Data recently issued on the DAT One network provided to LM by DAT Freight & Analytics highlighted strong seasonal trends for truckload spot market posts, for the week of April 20-26.
The firm said that spot load posts for the week were up 10.8% sequentially, coming in at 2.25 million, which helped to counter declines seen in previous weeks, as well as signaling high seasonality with retail goods and produce on the move.
“The number of posted loads on DAT One increased 10.8% week over week to 2.25 million, reversing declines from the previous week and signaling high seasonality with retail goods and produce on the move,” said DAT. “Truck posts, which typically rise from Week 16 to Week 17, fell 7.3% to 243,864. That’s a 45% decline in truck posts year over year, and the lowest Week 17 total in at least nine years. Average spot rates rose marginally despite higher volumes and tighter capacity.”
The weekly breakdown for van loads, van equipment, load-to-truck ration and linehaul rates for Dry Vans, Reefers (refrigerated), and flatbeds provided by DAT is below:
Dry Vans:
Reefers:
Flatbeds
DAT iQ industry analyst Dean Croke said that as importers push products into supply chains ahead of more tariff uncertainty, the number of posted van loads in DAT’s Los Angeles market increased by 32% compared to the previous week. Stockton, Phoenix, San Francisco, and Salt Lake City were the top destination markets. And he added that the average linehaul rate from Los Angeles was $1.72 a mile, up 1 cent week over week, with L.A.-Las Vegas paying the highest average lane rate at $3.12 a mile.
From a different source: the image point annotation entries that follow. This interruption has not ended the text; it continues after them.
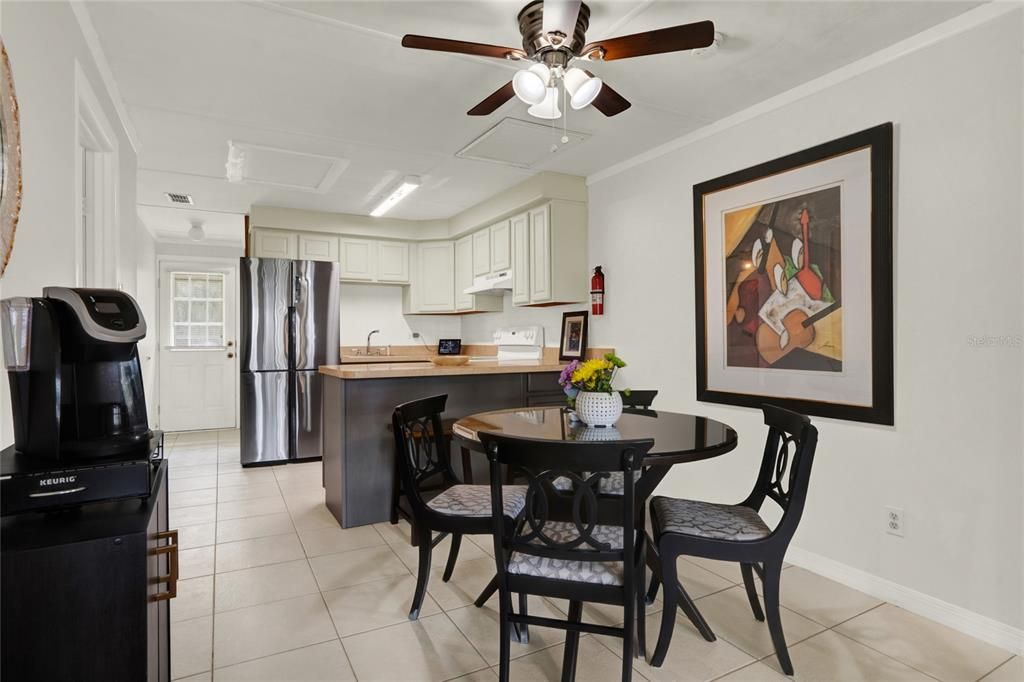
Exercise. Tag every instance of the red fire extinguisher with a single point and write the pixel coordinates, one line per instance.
(597, 292)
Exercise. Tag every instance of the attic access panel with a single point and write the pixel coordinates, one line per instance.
(287, 168)
(520, 143)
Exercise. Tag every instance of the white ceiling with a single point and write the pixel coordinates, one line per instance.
(332, 79)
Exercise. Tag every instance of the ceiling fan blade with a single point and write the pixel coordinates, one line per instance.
(608, 101)
(461, 47)
(674, 39)
(560, 15)
(493, 100)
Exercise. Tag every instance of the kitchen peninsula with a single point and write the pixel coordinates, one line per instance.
(358, 399)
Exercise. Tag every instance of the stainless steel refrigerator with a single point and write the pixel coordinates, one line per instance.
(290, 327)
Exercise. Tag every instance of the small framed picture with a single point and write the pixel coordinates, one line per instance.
(573, 343)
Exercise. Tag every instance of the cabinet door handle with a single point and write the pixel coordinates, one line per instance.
(171, 550)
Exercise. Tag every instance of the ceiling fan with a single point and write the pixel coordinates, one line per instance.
(554, 40)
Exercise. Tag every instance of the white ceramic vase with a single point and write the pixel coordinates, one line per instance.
(599, 409)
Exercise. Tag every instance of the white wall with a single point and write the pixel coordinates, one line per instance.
(953, 460)
(366, 307)
(145, 295)
(43, 41)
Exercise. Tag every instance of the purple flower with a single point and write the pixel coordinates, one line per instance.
(564, 379)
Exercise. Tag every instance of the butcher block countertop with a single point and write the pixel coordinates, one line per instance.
(401, 370)
(483, 361)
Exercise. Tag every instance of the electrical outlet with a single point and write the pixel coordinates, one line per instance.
(894, 521)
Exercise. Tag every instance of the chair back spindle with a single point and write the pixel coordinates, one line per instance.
(785, 466)
(424, 460)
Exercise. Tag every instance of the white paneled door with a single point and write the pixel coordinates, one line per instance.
(199, 374)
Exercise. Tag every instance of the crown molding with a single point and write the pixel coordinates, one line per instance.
(962, 24)
(103, 67)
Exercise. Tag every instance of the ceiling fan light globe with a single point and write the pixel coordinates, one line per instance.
(548, 109)
(530, 84)
(583, 88)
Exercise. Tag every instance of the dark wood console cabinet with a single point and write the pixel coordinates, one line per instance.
(84, 594)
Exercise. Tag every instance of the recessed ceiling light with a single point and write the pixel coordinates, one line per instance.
(408, 186)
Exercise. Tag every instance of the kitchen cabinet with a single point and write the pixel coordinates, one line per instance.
(464, 260)
(540, 255)
(463, 272)
(519, 226)
(392, 262)
(544, 247)
(481, 252)
(357, 259)
(549, 255)
(317, 247)
(431, 287)
(501, 247)
(274, 244)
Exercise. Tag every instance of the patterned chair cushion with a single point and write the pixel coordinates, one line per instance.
(475, 501)
(707, 519)
(610, 485)
(598, 572)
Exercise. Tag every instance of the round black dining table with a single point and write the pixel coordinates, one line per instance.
(678, 437)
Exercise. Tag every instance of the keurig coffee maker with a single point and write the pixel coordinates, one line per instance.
(81, 431)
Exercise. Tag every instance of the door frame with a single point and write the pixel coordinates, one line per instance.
(186, 262)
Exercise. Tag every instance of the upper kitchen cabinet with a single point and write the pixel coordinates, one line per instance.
(519, 227)
(274, 244)
(357, 259)
(392, 266)
(501, 247)
(431, 287)
(549, 255)
(465, 258)
(481, 252)
(317, 247)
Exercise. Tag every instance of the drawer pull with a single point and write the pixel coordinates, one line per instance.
(50, 494)
(171, 550)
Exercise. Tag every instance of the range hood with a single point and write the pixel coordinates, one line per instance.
(496, 283)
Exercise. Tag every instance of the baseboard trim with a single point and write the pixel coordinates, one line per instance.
(957, 617)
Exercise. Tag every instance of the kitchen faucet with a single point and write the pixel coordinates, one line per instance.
(376, 331)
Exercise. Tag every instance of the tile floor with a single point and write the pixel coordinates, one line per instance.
(271, 589)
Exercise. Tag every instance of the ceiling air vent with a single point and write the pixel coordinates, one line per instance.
(175, 198)
(521, 143)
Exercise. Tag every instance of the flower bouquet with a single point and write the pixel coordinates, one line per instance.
(589, 391)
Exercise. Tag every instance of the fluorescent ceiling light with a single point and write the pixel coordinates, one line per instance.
(407, 187)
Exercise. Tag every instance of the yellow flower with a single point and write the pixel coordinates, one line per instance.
(588, 372)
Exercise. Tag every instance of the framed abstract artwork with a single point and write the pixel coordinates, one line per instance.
(794, 271)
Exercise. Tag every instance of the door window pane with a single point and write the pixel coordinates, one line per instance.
(198, 304)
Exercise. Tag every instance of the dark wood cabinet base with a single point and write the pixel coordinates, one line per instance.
(358, 446)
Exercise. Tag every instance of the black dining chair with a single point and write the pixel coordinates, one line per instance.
(576, 544)
(736, 533)
(437, 501)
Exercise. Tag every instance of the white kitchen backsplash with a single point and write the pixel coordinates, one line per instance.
(366, 307)
(479, 327)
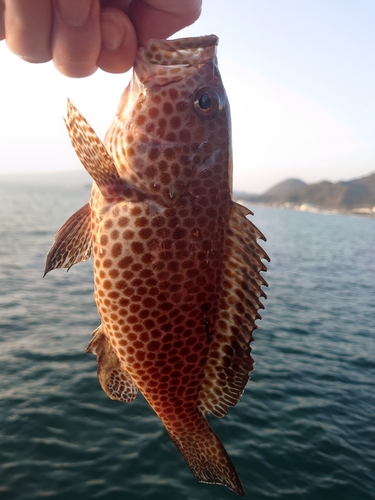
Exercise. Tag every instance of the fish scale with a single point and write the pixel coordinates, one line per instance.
(176, 262)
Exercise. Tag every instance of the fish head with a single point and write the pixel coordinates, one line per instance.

“On DAT’s Top 50 van lanes ranked by the volume of loads moved, carriers were paid an average of $1.89 a mile, unchanged for the second week and 28 cents higher than the national 7-day rolling average spot rate,” said Croke. “Reefer load-post volumes rose for the third week as produce season picked up in the U.S. Southeast and West. While load posts increased, U.S. domestic produce volumes are 23% lower year over year, and California volumes are 49% lower. Florida reefer rates jumped week over week, led by the Lakeland market, where the weekly average gained 18 cents to $1.89 a mile. Atlanta was the top destination.”
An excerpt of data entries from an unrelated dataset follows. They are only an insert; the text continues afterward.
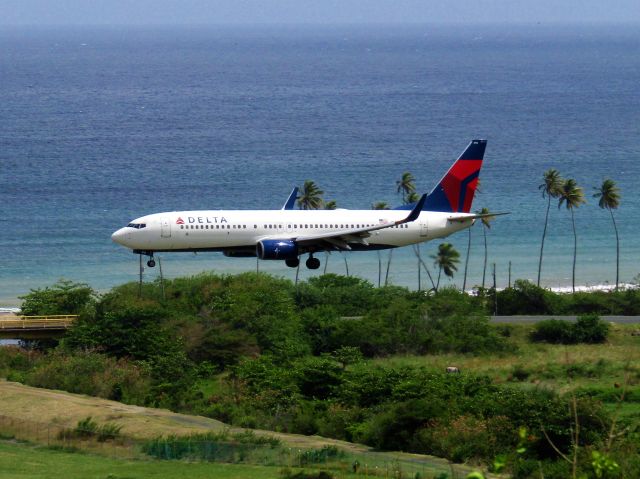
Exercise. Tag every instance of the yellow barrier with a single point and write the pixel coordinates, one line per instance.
(57, 321)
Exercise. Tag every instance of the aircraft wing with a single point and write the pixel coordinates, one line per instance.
(340, 239)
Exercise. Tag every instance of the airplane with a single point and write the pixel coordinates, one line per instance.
(286, 234)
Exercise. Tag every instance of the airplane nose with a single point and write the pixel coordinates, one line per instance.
(119, 236)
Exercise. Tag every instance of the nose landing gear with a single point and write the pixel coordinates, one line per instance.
(151, 263)
(292, 263)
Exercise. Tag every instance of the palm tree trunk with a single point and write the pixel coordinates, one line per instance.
(419, 268)
(544, 234)
(484, 269)
(466, 262)
(575, 252)
(615, 227)
(386, 278)
(426, 268)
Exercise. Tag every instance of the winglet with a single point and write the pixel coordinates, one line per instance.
(415, 212)
(291, 201)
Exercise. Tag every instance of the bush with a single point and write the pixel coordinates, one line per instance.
(64, 297)
(590, 329)
(93, 374)
(527, 298)
(587, 329)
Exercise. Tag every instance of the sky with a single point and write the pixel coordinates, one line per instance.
(247, 12)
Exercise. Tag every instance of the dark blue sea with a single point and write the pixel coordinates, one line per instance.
(102, 125)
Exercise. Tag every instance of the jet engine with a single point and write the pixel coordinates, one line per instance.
(277, 249)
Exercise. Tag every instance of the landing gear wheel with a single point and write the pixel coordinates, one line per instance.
(313, 263)
(292, 263)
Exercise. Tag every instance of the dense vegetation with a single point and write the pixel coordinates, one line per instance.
(258, 351)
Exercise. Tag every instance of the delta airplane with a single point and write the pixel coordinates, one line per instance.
(286, 234)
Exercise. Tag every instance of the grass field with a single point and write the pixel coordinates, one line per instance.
(37, 415)
(23, 461)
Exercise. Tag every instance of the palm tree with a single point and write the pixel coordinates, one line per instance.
(412, 197)
(446, 260)
(572, 196)
(466, 261)
(485, 221)
(609, 195)
(550, 187)
(310, 196)
(406, 186)
(381, 205)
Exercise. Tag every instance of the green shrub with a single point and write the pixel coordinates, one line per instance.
(64, 297)
(552, 331)
(527, 298)
(93, 374)
(587, 329)
(318, 456)
(590, 329)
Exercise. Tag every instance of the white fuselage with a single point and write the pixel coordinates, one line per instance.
(218, 230)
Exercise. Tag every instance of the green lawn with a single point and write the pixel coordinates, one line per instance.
(23, 461)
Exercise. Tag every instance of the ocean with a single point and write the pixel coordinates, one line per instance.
(102, 125)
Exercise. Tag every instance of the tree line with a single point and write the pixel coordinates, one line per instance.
(566, 191)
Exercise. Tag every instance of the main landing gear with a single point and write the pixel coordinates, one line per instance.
(311, 263)
(151, 263)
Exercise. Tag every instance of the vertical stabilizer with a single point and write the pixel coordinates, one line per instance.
(454, 193)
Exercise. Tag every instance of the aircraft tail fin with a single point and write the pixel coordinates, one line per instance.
(454, 193)
(291, 201)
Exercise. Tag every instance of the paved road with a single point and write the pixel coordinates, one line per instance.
(533, 319)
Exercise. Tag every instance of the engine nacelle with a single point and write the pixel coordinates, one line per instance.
(277, 249)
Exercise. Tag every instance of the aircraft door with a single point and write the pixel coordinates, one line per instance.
(165, 228)
(424, 229)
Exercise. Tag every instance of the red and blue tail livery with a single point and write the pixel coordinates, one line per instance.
(454, 193)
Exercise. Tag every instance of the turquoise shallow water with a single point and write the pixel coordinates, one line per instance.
(99, 126)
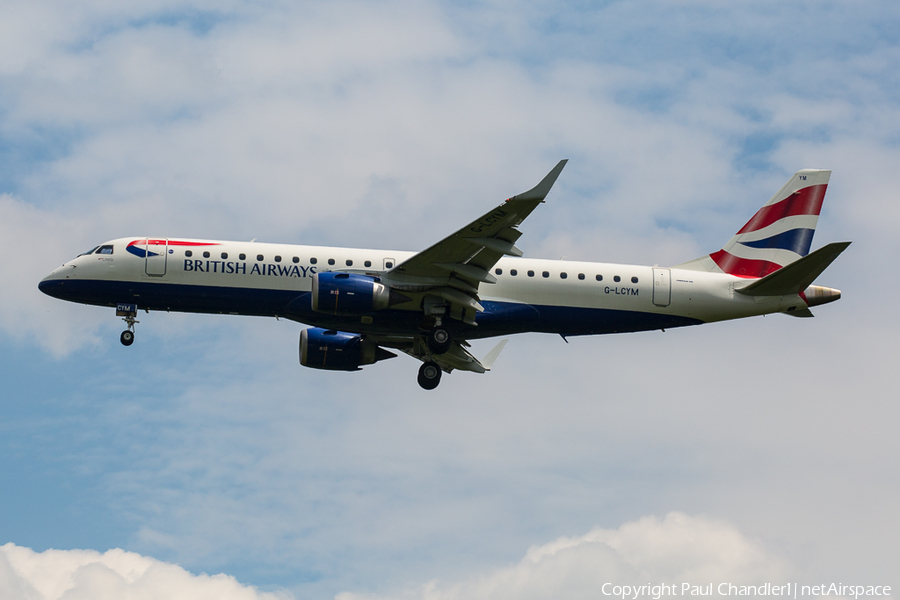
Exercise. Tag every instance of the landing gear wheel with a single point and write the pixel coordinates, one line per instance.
(429, 375)
(439, 340)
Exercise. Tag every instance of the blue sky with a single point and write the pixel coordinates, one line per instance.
(770, 443)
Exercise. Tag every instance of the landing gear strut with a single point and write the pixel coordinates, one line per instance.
(439, 340)
(429, 375)
(128, 312)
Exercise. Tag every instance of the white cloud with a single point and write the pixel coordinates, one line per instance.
(112, 575)
(676, 549)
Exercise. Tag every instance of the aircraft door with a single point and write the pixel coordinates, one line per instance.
(156, 253)
(662, 287)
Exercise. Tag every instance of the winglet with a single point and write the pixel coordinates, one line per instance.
(488, 360)
(540, 191)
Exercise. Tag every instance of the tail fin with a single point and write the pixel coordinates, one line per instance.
(779, 233)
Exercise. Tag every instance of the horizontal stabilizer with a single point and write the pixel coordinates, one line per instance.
(797, 276)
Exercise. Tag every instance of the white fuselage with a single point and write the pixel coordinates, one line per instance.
(570, 297)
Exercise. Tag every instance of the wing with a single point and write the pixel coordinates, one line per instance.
(453, 268)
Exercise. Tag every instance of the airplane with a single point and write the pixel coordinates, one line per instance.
(360, 304)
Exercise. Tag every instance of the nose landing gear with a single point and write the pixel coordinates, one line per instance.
(429, 375)
(128, 312)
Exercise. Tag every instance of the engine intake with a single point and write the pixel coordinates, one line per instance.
(337, 350)
(348, 293)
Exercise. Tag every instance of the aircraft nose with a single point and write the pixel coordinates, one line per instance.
(54, 283)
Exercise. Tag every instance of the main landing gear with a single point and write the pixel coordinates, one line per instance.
(438, 341)
(429, 375)
(128, 312)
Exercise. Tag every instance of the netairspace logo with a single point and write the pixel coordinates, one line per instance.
(787, 590)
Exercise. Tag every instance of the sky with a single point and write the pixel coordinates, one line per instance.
(204, 461)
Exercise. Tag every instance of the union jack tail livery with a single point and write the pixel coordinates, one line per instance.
(779, 233)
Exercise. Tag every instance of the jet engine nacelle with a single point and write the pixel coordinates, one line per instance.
(348, 293)
(338, 351)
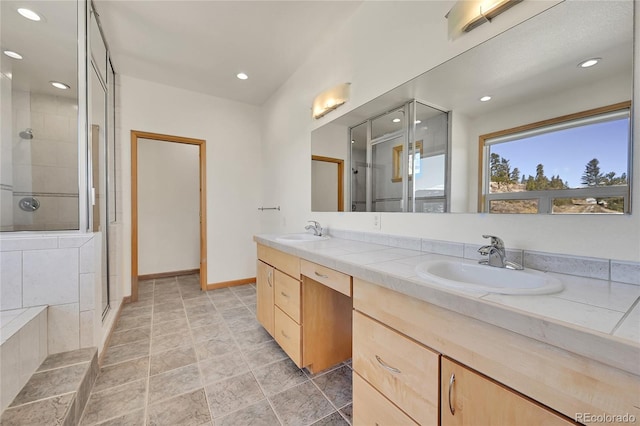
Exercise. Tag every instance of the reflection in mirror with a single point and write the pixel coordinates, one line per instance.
(406, 148)
(530, 72)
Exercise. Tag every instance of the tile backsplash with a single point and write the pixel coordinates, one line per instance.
(588, 267)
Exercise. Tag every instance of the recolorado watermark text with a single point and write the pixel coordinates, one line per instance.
(604, 418)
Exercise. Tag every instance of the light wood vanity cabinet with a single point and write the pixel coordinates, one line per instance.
(374, 408)
(265, 295)
(404, 371)
(399, 348)
(305, 307)
(469, 398)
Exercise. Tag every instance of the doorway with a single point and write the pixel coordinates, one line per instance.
(183, 153)
(327, 194)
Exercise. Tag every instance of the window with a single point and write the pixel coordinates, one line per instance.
(574, 164)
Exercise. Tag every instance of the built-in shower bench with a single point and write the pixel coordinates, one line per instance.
(57, 392)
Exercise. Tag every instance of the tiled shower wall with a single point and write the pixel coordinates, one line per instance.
(60, 271)
(45, 167)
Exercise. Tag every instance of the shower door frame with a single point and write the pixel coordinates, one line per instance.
(135, 135)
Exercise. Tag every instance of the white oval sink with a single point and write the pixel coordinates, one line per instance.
(299, 238)
(484, 278)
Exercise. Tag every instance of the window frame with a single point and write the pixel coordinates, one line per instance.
(545, 198)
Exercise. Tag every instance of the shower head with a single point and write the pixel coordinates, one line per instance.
(26, 134)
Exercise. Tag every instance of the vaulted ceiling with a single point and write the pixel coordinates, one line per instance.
(203, 45)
DAT Chief of Analytics Ken Adamo recently told LM that in looking at the flatbed market, it is probably the most talked about sector of the market right now, which has been seen in load-to truck data, which DAT tracks as a type of an early warning indicator, with rates coming back from March levels.
“As we have gotten into April with the tariff scare and some clamping down on purchasing and delivery of raw, heavy materials, coupled with the collapse in oil prices, it has kind of tempered back some of that rally for flatbeds,” he said. “But we saw basically from the end of January through the end of March, was tear that the flatbed market went on, and subsequently, as people caught on, it's just been talked about a lot. The refrigerated side is seeing a slow start to produce and just a general kind of malaise in refrigerated shipping. Those numbers are barely off last year’s trend.”
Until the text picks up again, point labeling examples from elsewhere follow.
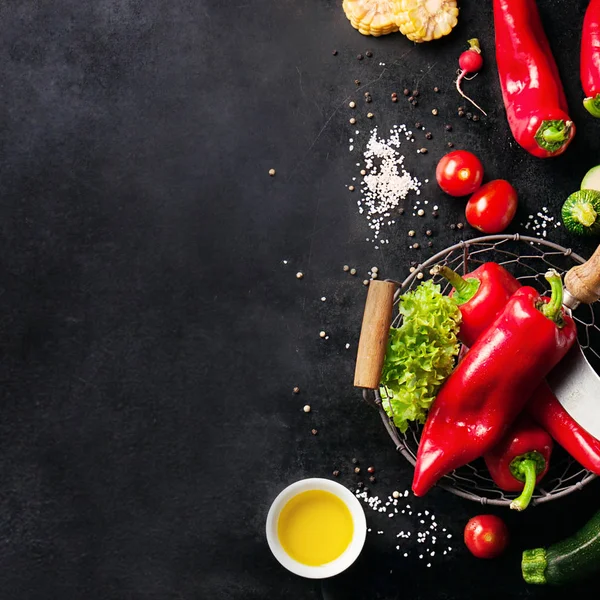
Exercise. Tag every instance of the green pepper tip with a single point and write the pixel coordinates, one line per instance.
(592, 105)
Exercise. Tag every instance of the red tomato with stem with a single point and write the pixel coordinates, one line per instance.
(492, 207)
(486, 536)
(459, 173)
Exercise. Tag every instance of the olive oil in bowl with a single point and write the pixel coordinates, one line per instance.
(315, 527)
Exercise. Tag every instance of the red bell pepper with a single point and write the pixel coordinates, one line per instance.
(481, 296)
(492, 383)
(520, 460)
(545, 408)
(533, 94)
(590, 58)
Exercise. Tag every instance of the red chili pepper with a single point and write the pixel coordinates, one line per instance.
(520, 460)
(481, 296)
(533, 94)
(492, 383)
(545, 408)
(590, 58)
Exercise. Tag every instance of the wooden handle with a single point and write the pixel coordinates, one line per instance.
(583, 282)
(374, 334)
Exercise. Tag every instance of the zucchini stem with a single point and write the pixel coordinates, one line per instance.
(553, 309)
(528, 469)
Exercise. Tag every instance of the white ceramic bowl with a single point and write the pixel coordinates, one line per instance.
(352, 551)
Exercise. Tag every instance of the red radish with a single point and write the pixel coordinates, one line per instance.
(470, 61)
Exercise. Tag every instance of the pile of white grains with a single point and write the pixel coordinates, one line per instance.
(433, 538)
(385, 183)
(541, 222)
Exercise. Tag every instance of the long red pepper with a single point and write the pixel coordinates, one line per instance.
(520, 460)
(545, 408)
(492, 383)
(478, 311)
(590, 58)
(533, 94)
(481, 295)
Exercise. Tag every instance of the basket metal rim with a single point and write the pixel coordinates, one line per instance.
(390, 427)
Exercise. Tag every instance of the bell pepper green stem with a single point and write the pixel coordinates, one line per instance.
(552, 134)
(553, 309)
(465, 288)
(528, 469)
(533, 566)
(592, 105)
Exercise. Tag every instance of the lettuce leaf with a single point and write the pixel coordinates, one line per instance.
(420, 355)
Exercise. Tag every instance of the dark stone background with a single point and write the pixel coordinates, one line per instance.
(150, 333)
As for dry van, Adamo said that it is kind of right in the middle, with some distance between where rates were last year and where they are now, with industry stakeholders hoping for more market momentum at this point, while activity has been dinted by ongoing tariff actions causing a lot of uncertainty.
And he added that level of uncertainty is not the type of uncertainty that can be planned around, like tropical weather, mudslides, or floods, for example. In examining President Trump’s first term in office, he cited tax cuts, the ELD mandate, and even the pandemic as things that the market could take into concern, calibrate, and plan around, which essentially remained the case until the beginning of the Ukraine-Russia conflict.
“What we are seeing now are these types of periods, or cycle reversals, seemingly every week,” he said. “If tariff actions keep getting delayed, there is going to continue to be this wild oscillation—that is just not volatility that this market is going to benefit from.”
What’s more, Adamo said that going forward, industry stakeholders are likely to see the effects of the ongoing uncertainty in the form of higher rates, with the market pricing in that uncertainty in the contract market, whereas in the spot market it comes down to lid on the lack of volume.
“We've been saying for a while that the market is pretty much at equilibrium,” said Adamo. “We saw March was the first month in 31 months that net carrier counts were positive as reported by FMCSA. It's all good news, but you still need that lid to come off, which is getting the capacity situation sorted. Now we need volume to come back to spring rates into action. And you see that with flatbed without a doubt. There's evidence there that the market is just waiting for demand volume to start. I think it's the start and stops. There was a period there in March where we saw we were averaging over a million loads a day for the first time in a long time, the first time in two or three years. But last week’s [tariff developments] choked it back off again. There is also sort of this false frenzy calling for shippers to pull forward in anticipation of tariff announcements, and if things keep getting delayed that is going to stop.”